Im Keller eines Haselhorster Einfamilienhauses betreibt Said Mehravar eine eigene Fernsehstation: "TV Rangarang"Martin Kaluza Wenn Said Mehravar nach einem zehnstündigen Arbeitstag als Teppichverkäufer nach Hause kommt, denkt er nicht daran, den Abend vor dem Fernseher zu verbringen. Er macht sein Fernsehen lieber selbst.

Im Keller eines Haselhorster Einfamilienhauses betreibt Said Mehravar eine eigene Fernsehstation: "TV Rangarang"Martin Kaluza

Wenn Said Mehravar nach einem zehnstündigen Arbeitstag als Teppichverkäufer nach Hause kommt, denkt er nicht daran, den Abend vor dem Fernseher zu verbringen. Er macht sein Fernsehen lieber selbst. Der 45-jährige Iraner produziert mit einem ehrenamtlichen Team "TV Rangarang". Jeden Sonntag läuft die 90-minütige Sendung im Spreekanal, auf Farsi, der Sprache der Iraner. Mehravar ist der Kameramann, er montiert Musikclips, schreibt Beiträge. Und er ist der größte Fan von Ali Daei, zumindest in Berlin.

Wer sich mit Mehravar im Studio von "TV Rangarang" treffen möchte, muss sich auf den weiten Weg nach Haselhorst machen - vorbei an der Siemensstadt, dem Glühbirnenwerk - und steht dann inmitten einer Siedlung von Reihenhäusern. Nichts deutet darauf hin, dass hier ein Fernsehstudio befinden könnte. Der Besucher wird ins Wohnzimmer der Mehravars gebeten. Das Studio liegt im Keller darunter und ist nicht größer als eine Hobbywerkstatt. Um es betreten zu können, räumt der TV-Macher erst einmal einen Wäscheständer aus dem Weg. "Rangarang" heißt so viel wie "ein Kessel Buntes". Das Programm versorgt die gut 12 000 in Berlin lebenden Iraner mit Folklore, iranischer Popmusik made in USA und Features über ein gesundes Familienleben. Und Fußball. An eigene Berichte aus dem Stadion ist zwar nicht zu denken. Aber seit Ali Daei für Hertha BSC spielt, gibt es schon mal ein Exklusivinterview auf Farsi, und der Verein spendiert Freikarten zum Verlosen.

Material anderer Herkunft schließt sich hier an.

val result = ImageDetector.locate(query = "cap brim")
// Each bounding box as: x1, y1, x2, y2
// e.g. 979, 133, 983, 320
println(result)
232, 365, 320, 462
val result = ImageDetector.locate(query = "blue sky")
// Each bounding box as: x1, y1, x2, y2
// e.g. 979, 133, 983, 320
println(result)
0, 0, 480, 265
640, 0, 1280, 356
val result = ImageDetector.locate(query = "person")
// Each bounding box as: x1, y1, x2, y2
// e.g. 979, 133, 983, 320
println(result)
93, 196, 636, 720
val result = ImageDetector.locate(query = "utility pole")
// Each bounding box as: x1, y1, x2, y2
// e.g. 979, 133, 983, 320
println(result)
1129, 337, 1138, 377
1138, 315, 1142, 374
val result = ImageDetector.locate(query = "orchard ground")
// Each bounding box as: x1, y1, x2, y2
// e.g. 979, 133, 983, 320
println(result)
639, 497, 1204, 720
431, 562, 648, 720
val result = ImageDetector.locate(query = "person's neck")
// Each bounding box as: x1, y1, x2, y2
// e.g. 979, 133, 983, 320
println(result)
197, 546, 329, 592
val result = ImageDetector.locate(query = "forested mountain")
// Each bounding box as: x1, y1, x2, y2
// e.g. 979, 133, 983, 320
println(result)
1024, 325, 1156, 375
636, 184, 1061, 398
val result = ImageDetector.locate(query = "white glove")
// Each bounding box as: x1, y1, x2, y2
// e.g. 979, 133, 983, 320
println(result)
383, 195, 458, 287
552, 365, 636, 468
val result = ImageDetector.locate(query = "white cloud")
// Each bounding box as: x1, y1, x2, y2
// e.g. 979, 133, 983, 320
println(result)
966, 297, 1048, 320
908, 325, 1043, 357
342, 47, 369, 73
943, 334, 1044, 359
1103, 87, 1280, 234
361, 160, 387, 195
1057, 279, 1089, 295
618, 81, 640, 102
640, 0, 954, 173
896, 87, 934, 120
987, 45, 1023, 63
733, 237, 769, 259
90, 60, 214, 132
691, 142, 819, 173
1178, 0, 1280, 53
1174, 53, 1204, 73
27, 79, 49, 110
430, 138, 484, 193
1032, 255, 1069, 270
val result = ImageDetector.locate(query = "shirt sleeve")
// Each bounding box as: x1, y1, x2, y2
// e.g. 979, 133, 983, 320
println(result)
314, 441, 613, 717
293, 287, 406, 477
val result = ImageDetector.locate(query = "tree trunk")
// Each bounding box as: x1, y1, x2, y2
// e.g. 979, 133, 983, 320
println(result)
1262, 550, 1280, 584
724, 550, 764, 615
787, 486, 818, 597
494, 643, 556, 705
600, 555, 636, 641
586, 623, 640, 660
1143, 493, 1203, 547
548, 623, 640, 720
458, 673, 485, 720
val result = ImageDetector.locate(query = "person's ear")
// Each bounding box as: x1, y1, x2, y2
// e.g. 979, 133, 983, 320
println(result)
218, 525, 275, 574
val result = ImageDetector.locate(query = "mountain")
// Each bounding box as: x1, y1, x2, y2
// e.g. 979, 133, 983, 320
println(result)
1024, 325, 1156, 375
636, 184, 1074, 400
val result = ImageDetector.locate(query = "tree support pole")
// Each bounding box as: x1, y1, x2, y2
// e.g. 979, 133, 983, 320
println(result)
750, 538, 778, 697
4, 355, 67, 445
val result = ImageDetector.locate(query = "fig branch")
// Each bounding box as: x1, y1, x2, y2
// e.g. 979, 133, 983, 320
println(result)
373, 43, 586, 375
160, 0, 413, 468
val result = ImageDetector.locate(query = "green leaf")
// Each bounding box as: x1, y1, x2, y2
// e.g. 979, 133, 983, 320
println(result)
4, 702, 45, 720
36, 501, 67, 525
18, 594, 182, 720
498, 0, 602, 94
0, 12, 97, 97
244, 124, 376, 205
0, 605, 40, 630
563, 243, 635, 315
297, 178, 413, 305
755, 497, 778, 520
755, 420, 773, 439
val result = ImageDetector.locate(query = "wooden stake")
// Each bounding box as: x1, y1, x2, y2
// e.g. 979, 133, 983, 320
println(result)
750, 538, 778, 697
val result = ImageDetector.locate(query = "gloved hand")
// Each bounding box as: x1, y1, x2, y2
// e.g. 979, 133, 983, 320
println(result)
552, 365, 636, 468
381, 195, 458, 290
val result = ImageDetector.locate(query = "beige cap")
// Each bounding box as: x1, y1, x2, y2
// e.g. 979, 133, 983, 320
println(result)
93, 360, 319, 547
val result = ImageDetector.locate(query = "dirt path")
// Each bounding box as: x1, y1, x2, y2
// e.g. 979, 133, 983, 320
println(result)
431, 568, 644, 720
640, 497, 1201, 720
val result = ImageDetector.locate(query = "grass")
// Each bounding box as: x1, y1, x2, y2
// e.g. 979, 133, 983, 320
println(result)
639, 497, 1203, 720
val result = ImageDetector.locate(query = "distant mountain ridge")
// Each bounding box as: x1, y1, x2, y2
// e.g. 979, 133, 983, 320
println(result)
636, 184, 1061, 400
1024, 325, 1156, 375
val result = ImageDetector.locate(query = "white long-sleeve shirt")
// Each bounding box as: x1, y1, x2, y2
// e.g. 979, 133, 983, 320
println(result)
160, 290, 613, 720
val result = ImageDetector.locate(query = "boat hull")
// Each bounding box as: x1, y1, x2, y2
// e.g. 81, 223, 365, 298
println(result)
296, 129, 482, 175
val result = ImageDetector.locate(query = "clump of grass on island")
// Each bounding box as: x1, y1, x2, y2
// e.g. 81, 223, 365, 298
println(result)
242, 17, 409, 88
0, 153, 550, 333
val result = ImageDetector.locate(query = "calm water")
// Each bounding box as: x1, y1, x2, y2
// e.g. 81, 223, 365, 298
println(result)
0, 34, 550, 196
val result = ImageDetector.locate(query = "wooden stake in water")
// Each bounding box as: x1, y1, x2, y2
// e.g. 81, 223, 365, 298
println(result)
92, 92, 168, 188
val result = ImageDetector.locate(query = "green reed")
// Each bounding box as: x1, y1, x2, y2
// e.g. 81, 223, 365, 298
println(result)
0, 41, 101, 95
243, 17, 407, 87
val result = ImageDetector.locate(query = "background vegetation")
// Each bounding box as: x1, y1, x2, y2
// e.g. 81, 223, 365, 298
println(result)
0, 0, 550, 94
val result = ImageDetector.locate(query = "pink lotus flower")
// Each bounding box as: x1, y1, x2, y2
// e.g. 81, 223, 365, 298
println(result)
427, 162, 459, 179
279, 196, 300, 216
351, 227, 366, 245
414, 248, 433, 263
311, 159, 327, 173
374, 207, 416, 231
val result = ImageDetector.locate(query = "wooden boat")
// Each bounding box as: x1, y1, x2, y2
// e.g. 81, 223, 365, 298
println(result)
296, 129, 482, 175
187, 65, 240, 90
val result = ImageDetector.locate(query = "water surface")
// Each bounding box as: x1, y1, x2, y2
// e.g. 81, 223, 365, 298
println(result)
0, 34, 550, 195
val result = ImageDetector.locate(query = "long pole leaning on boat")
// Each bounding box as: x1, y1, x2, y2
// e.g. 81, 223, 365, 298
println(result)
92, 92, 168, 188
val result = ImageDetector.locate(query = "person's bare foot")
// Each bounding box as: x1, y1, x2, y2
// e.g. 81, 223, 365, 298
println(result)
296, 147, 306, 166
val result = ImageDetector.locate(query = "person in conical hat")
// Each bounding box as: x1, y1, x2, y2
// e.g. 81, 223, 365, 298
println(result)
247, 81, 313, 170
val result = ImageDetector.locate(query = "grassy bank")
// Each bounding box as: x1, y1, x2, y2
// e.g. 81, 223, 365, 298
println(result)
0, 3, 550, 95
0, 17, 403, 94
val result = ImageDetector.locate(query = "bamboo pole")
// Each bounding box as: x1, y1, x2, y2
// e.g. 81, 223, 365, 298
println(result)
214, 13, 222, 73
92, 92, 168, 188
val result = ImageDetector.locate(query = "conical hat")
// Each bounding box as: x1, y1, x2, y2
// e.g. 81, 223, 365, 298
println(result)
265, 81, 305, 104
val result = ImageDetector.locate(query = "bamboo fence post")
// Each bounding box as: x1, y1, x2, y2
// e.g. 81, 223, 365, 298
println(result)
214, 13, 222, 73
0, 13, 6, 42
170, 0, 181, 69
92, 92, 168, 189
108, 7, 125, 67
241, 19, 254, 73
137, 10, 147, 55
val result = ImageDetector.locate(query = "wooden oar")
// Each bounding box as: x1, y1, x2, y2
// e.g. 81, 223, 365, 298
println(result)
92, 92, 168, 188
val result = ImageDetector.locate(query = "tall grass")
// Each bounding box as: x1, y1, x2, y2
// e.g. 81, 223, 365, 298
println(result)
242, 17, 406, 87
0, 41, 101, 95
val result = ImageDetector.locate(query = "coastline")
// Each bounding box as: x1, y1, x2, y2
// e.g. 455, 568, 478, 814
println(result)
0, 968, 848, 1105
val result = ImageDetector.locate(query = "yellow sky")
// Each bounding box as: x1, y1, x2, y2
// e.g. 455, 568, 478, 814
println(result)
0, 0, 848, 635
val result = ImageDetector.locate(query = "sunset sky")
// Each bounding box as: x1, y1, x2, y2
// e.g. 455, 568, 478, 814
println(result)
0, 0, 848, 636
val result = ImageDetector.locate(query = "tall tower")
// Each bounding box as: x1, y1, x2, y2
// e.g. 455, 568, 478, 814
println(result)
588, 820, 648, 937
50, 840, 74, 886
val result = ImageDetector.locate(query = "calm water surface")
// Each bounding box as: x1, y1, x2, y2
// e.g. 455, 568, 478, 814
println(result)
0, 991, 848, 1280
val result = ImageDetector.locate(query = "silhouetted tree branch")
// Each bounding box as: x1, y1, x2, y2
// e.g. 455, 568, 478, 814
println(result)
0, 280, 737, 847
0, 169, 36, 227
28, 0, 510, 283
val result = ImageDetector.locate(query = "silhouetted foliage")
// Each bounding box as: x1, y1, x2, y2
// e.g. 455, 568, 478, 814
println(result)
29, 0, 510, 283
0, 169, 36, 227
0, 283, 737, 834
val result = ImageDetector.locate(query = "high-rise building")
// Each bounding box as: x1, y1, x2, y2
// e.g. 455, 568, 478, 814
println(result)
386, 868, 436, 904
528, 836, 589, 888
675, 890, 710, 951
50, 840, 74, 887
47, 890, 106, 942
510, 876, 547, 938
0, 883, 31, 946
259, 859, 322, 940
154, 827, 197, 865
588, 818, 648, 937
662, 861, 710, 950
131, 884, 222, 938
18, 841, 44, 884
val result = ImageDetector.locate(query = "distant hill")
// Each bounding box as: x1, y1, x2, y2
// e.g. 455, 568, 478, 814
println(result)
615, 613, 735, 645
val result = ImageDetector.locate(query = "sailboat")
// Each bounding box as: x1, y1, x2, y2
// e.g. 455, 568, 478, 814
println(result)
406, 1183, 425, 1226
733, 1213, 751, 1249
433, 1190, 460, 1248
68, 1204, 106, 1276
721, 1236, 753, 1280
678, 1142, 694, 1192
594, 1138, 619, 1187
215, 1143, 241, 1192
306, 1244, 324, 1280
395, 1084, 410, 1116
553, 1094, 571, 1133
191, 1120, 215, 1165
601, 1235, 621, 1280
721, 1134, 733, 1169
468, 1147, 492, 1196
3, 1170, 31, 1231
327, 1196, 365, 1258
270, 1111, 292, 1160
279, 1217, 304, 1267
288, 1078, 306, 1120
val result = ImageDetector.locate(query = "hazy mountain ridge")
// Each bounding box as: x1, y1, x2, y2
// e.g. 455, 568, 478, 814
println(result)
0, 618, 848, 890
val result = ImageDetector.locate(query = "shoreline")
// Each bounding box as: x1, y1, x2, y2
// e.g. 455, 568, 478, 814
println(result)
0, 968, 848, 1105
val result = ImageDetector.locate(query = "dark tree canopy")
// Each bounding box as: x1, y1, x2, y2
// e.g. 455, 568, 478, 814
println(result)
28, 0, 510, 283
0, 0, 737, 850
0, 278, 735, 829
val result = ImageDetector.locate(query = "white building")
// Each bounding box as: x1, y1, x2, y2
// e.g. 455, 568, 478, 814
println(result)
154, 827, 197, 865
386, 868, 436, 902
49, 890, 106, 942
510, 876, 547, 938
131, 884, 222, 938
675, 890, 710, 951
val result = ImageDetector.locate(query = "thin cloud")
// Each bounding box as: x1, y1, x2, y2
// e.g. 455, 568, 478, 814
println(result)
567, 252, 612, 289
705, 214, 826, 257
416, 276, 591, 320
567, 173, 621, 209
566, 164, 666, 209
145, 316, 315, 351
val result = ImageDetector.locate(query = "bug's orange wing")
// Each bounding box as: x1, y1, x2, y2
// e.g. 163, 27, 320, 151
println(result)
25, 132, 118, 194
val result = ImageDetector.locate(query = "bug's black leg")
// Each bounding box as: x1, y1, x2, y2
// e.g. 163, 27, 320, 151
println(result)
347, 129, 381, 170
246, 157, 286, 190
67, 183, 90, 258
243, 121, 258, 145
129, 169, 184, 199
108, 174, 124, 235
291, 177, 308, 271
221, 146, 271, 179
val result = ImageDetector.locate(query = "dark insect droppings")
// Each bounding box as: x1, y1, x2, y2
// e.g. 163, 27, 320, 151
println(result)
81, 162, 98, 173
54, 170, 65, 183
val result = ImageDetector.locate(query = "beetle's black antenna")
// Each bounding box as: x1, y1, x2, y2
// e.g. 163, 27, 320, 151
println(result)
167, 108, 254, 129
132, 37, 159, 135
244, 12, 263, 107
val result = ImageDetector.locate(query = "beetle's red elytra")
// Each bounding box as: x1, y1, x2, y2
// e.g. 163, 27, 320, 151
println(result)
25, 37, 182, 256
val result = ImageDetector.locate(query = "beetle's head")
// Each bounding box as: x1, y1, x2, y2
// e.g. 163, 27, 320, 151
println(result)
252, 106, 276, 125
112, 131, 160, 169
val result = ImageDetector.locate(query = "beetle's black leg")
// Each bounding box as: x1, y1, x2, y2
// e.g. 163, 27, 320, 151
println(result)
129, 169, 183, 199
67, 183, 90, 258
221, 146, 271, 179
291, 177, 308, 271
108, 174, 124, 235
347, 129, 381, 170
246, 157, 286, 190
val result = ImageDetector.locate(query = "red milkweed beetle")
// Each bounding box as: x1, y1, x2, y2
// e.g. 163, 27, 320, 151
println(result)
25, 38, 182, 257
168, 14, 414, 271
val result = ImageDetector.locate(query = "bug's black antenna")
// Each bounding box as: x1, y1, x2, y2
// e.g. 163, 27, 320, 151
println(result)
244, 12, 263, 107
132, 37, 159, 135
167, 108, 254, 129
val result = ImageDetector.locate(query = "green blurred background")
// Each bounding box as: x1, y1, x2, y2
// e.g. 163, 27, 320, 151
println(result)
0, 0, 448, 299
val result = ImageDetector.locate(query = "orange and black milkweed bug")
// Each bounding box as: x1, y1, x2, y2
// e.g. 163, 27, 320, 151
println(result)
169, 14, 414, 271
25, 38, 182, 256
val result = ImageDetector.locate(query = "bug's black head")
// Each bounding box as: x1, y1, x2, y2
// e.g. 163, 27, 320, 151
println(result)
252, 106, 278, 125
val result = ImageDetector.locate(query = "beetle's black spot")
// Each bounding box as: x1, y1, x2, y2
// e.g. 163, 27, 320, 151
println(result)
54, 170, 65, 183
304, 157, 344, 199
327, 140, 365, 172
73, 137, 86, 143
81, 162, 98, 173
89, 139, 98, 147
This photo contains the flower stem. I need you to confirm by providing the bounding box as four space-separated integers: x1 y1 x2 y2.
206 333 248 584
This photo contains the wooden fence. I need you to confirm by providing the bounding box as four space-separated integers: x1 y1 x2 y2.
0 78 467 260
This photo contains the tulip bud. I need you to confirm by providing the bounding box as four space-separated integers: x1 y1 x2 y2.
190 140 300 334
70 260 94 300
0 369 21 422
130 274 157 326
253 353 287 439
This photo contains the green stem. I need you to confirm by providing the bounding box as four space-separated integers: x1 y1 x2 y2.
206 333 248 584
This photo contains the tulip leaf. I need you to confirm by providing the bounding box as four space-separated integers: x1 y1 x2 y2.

Said Mehravar steht bei jedem Heimspiel am Spielfeldrand. "Ali Daei ist mein Freund, er kommt oft hierher", sagt Mehravar und kramt ein paar Alben mit Fotos hervor. Daei auf der Pressekonferenz, Daei auf dem Fußballplatz, Daei mit Mehravar. Dass der Teppichverkäufer den Stürmer nun schon ein paar Jahre kennt, heißt nicht, dass er sich viel über ihn entlocken ließe. Wie er so lebe? "Er arbeitet sehr konzentriert." Ob die deutsche Mentalität, zumal die der Berliner, nicht ganz etwas anderes sei als die iranische? "Daei ist schlau. Er versteht seine Umwelt und gewöhnt sich schnell ein." Ende der Durchsage.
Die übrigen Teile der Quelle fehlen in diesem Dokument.